Have the dive team coordinator and the instructors create the JPR form. Each skill on the form should be accomplished by each diver, evaluated by the instructor, and reviewed with that diver. Using the categories of Pass, Fail, and Remedial, the diver receiving a Pass score moves to the next skill, the diver receiving a Fail shall immediately be given a review of the skill and be retested, and the diver receiving a Remedial score shall have an instructor review the whole chapter regarding the failed skill and retest the diver at a later date. Using this format will allow you to make any needed revisions to future JPR forms and to ensure that the material is presented to all divers in the same manner. The time frame within which to conduct the evaluation will depend on the size of the team and the hours available for training. Larger departments may have to make it a multiday session, training each shift and multiple companies daily.

Conduct the evaluation in a pool and a controlled environment with only certified instructors. Equipment used should be issued PSD items used on an operational dive. Clearly explain to the members each section of the schedule and what is expected of them. There should be no surprises. Instill the “Train as you work and work as you train” principle.

Establish tag lines that lead to basic single problem-solving skill stations such as weight belt removal, mask removal, suit or inflator hose malfunctions, lines to cut stations, and lines for deploying the backup diver for Diver Needs Assist Drills. As time allows, implement minor stressors as the diver follows the tag line, and have the diver wear a blacked-out or taped mask or keep his eyes closed. Work up to multiple problems and more stressors as members’ comfort, confidence, and proficiency levels increase. All training should start at the basic level and progress, building muscle memory; introduce new potential problems and stressors the divers may encounter on calls in your jurisdiction.

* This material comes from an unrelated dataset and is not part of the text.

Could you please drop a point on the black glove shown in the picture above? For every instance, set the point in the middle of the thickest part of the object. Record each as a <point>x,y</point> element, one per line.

If a diver shows a lack of comfort, confidence, or proficiency, document it on the JPR form, review it with the diver, and offer remedial training immediately. Establish a time frame for the diver to complete remedial work, and schedule a reevaluation session. Always offer remedial training to achieve the goal. There is no master PSD certification out there; we should all strive to be masters in PSD basic skills and in dealing with entanglement and stressors.

Equipment and Procedures

Too often, teams get so comfortable with their gear and procedures that they tend to disregard improved and up-to-date methods and procedures that provide options for increasing diver performance and safety. Public safety diving equipment is always evolving. Changes, however, cost money and necessitate retraining divers. Some departments ignore the changes and try to ride out older equipment because of laziness, not wanting to train, or complacency about what works better. A good way to recognize this is to ask the question, Is the equipment you are using now specific to the type of environment in which your divers are working? Standardization and protection are the key factors pertaining to the equipment used by PSDs—ensuring proper fit and that all divers set up, break down, decon, and maintain all PSD equipment the same way.

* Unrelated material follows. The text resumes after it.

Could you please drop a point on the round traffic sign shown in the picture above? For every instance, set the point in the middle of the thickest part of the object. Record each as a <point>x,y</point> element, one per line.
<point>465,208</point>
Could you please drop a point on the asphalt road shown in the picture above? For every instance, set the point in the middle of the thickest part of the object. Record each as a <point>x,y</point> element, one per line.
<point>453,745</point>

The good thing about procedures is they are not set in stone and can be reevaluated and changed. It is good to revisit them annually and implement changes as needed. As our job and the environment around us change, so should our equipment and procedures. The fire component of our job has been improved; so should the scuba PSD side.


SCOTT HUFF is a 20-year veteran of and a lieutenant in the Indianapolis (IN) Fire Department (IFD) Tactical Rescue Station and Ladder 7. He is a public safety scuba instructor, water rescue trainer, field training officer, shift training officer for IFD, and rescue team manager for US&R IN-TF1. He was the dive team commander from 2009 to 2015 and is a corporate trainer for Dive Rescue International; he conducts hands-on training nationally and speaks at conferences for public safety dive teams.